Overall work has progressed at a snail’s pace. Nineteen months has passed since the disaster, but the plant site remains chaotic due to building debris. Takashi Takahashi, 55, director of the Fukushima plant, said, “The pace of work is slow because we are conducting the project very cautiously to ensure worker safety. We are considering deploying robots.”

○ Overall risk level declines

The radiation level around the Fukushima reactor reached 400,000 μSv at one point last year, but was just 1,000μSv even right by the plant Friday. This is the same permissible level that ordinary people can be artificially exposed to for one year. If a person is exposed to a radiation level permissible for one year for an hour, his or her health will take a hit but this will not prove fatal.

Jang Sun-heung, a nuclear and quantum engineering professor at the Korea Advanced Institute of Science and Technology and former chairman of the Korea Nuclear Society, said, “Radiation levels have fallen to a level that has no effect on the human body except areas around the Fukushima nuclear plant,” adding, “Tokyo, which is about 200 kilometers from the power plant, can be considered safe.

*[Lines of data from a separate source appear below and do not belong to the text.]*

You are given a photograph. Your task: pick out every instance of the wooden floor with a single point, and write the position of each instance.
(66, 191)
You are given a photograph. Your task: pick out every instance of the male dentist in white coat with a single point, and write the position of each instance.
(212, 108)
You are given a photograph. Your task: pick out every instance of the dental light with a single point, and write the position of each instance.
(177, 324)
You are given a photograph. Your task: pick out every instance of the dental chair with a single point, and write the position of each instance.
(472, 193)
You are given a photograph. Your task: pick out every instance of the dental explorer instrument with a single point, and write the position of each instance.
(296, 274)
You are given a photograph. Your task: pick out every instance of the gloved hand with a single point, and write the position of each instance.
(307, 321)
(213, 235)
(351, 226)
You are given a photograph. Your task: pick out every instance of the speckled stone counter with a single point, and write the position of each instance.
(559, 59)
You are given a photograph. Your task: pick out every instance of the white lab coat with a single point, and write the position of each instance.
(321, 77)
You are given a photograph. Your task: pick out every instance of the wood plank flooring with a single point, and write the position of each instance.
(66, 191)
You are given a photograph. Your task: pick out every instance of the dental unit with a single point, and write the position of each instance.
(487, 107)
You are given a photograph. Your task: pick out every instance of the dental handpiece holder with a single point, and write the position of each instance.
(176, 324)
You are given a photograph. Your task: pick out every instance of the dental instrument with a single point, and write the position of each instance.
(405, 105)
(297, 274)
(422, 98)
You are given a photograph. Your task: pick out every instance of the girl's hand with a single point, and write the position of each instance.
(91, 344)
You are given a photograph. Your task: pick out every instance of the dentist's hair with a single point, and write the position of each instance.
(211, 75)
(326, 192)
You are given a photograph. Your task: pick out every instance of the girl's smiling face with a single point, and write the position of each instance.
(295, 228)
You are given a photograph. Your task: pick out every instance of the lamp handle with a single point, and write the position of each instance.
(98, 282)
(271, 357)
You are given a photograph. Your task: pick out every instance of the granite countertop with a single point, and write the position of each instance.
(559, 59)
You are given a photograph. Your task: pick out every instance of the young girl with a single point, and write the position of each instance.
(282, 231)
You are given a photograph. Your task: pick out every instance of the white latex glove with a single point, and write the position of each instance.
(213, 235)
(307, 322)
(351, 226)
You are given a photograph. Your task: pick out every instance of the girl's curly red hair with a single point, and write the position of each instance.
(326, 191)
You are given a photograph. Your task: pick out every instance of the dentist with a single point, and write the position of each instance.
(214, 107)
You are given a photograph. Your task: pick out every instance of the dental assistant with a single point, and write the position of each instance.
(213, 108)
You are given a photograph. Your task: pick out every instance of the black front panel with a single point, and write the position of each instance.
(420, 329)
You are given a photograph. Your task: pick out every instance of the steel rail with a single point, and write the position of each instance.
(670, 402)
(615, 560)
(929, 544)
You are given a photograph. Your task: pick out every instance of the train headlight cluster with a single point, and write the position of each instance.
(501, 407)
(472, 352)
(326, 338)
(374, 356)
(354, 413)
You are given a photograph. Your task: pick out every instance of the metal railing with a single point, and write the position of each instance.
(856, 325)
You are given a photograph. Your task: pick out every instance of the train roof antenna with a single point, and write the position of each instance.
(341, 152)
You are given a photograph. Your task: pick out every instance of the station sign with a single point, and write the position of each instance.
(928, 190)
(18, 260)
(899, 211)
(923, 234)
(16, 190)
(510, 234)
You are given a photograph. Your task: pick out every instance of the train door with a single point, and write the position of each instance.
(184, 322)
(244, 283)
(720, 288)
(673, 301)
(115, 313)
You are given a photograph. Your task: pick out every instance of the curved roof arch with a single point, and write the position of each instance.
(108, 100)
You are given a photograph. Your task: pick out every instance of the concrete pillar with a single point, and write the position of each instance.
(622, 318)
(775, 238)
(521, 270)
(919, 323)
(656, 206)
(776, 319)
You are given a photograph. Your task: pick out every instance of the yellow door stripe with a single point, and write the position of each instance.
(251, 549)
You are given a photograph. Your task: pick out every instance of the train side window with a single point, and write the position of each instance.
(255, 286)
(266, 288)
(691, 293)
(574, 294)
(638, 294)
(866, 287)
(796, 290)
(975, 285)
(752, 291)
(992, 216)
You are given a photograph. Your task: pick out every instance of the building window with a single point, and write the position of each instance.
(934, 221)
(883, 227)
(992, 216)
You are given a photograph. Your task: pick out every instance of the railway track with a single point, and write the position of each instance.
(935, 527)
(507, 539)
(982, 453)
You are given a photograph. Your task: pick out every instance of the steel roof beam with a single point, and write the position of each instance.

Radiation fears have subsided across Japan overall."

Experts, however, stressed the need to remain vigilant over food safety of food. Kim Moo-hwan, a professor of cutting-edge nuclear engineering at Pohang University of Science and Technology, said, “Certain radioactive materials have a long half life, including cesium, and people should remain on alert for food safety for decades,” adding, “The fear is that a problem could arise when government screening loosens in three to four years.”